Inside the last of Germany’s disappearing nuclear plants

CNN  — 

After an earthquake and tsunami triggered multiple meltdowns at Japan’s Fukushima Daiichi power plant in 2011, the shockwaves were felt across the world’s nuclear industry. Over 5,000 miles away in Germany, where the use of atomic energy had long been a matter of contention, the incident sounded a death knell.

Chancellor Angela Merkel immediately announced that she was taking the country’s seven oldest nuclear power plants off the grid. Soon after, she pledged that the rest would be permanently shuttered by 2022, with the state’s focus shifting towards renewable alternatives.

So when photographer Bernhard Ludewig visited a nuclear plant for the first time in 2012, a year after Fukushima, he wasn’t simply glimpsing into an inaccessible world – he was documenting a closing chapter in German history.

Control rods pictured inside an open reactor at Emsland Nuclear Power Plant in northwestern Germany.

“We picked a time when they were changing the fuel rods,” he recalled of this first encounter during a phone interview. “We spoke to the guy operating the loading machine and we were able to ride it right over the reactor, and I got my first picture. I’d seen some press photos, but it’s a different thing when you’re there. This was the start of the project.”

Ludewig went on to visit dozens of other sites in the following years. Through a combination of paperwork, persuasion and trust-building, he gained rare access to some of the country’s last remaining nuclear facilities, as well as capturing demolition already underway.

Inspired by Edward Burtynsky (the Canadian photographer known for his depictions of mines, oil refineries and other human interventions on natural landscapes), he decided to record a complete picture of the country’s atomic sector – not just power plants, but also research centers, training facilities and repositories for radioactive waste.

Inside the aluminum-paneled control room of the disused FR2 research reactor Karlsruhe.

The resulting photos are, at times, mesmerizing. Ludewig’s focus on patterns and symmetry reveal the beauty hidden in complex centrifuges, retro-styled control rooms and soaring cooling towers that he described as possessing a religious, cathedral-like quality.

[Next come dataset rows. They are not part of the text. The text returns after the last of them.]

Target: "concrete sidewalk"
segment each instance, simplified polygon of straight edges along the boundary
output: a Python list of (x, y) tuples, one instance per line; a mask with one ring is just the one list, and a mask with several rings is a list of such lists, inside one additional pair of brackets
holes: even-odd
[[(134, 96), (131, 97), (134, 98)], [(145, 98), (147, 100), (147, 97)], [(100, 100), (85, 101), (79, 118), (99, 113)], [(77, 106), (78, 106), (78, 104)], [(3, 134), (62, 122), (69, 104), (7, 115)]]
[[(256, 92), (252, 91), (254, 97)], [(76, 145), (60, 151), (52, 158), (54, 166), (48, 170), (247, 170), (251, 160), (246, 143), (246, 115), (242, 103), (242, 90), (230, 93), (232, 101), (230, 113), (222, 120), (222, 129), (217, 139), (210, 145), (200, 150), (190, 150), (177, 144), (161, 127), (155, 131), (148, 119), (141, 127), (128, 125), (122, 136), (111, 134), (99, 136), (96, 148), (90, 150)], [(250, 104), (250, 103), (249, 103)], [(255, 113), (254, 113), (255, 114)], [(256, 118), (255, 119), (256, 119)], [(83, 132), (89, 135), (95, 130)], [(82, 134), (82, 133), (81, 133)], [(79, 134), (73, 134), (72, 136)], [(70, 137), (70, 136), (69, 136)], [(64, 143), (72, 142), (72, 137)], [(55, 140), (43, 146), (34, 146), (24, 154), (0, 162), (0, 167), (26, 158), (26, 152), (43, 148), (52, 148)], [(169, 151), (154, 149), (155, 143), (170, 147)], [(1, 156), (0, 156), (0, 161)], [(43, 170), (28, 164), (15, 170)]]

“Sometimes machinery or objects are like a person – I try to take portraits of them,” he said. “You take pictures and don’t think so much about what it is. You’ve got a feeling, and you follow it. And it gets more refined every time.”

Remaining neutral

Ludewig has now compiled around 300 of the photos into a new book, “The Nuclear Dream.” Set across more than 400 pages, it is an exhaustive survey of nuclear power, complete with diagrams, illustrations and contributor essays on physics and architecture.

The photographer also explored what he called “atomic age aesthetics” through vintage posters and paraphernalia purporting the benefits of the then-new technology. This early utopian imagery, inspired by movements like modernism and the Bauhaus school, offers a stark juxtaposition with images of today’s often faded facilities.

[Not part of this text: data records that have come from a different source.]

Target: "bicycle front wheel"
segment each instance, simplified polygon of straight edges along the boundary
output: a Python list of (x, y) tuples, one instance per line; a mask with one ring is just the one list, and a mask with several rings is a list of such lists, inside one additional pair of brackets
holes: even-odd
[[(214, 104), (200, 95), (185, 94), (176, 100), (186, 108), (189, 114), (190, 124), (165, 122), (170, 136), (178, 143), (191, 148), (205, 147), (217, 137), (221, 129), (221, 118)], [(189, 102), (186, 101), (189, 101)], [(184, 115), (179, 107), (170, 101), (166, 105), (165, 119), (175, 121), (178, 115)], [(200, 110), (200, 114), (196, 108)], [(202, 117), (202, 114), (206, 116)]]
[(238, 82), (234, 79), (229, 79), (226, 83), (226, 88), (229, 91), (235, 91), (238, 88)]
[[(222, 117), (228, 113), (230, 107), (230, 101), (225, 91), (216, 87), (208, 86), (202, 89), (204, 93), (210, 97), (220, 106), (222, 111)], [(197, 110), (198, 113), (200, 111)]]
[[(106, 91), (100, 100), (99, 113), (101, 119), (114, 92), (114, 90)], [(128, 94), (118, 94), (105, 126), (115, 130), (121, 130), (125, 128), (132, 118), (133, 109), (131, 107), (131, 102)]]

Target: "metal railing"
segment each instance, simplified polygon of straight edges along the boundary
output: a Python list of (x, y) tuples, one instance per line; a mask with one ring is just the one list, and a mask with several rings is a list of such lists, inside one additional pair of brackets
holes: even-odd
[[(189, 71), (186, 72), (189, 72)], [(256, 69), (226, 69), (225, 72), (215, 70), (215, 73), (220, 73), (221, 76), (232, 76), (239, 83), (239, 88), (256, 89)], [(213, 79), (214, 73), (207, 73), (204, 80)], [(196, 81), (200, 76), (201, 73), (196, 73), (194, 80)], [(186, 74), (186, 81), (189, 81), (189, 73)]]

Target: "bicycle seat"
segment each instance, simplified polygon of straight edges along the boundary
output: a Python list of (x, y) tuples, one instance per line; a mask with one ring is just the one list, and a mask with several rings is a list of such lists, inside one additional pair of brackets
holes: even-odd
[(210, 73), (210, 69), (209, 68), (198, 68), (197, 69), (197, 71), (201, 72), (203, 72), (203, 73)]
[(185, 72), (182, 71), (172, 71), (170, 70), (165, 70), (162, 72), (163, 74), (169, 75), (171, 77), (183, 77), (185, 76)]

Inside an exploratory mine drilled beneath the town of Gorleben, where radioactive waste may be permanently stored.

Yet Ludewig maintains that he is neither for nor against nuclear power, but rather a “neutral” intrigued by technology that once carried promises of the future. His aim, he said, was to capture this disappearing world for posterity’s sake, rather than to promote or critique the country’s energy policy.

“It was truly documenting,” added Ludewig, who said disagreements over nuclear power are like a “civil war” in Germany. “You have two camps. It’s like Trump’s America, you’re either a Republican or a left-wing liberal and they don’t talk to each other. Anybody who says anything is regarded as being for us or against us.”

The eerie, sparsely populated pictures appear to play into the French photographer's self-professed aim of creating "confusion between fiction and reality."
Eerie photos reduce buildings to facades
02:14 - Source: CNN

While Fukushima served as a catalyst for widespread public opposition in Germany, the country’s commitment to phasing out nuclear plants dates back 20 years. Debates over the perceived dangers and deficiencies of atomic energy are older still.

During the 1970s, left-wing protests outside nuclear facilities in former West Germany were common, and often resulted in violent clashes with police. Proposals to dispose of radioactive waste in salt mines in Gorleben have made the small town a flashpoint for demonstrations ever since. (Ludewig’s book include photos of an exploratory mine drilled beneath Gorleben as part of Germany’s ongoing search for a permanent answer to its nuclear waste problem).

Ludewig's project also took him to the abandoned Chernobyl Nuclear Power Plant in present-day Ukraine.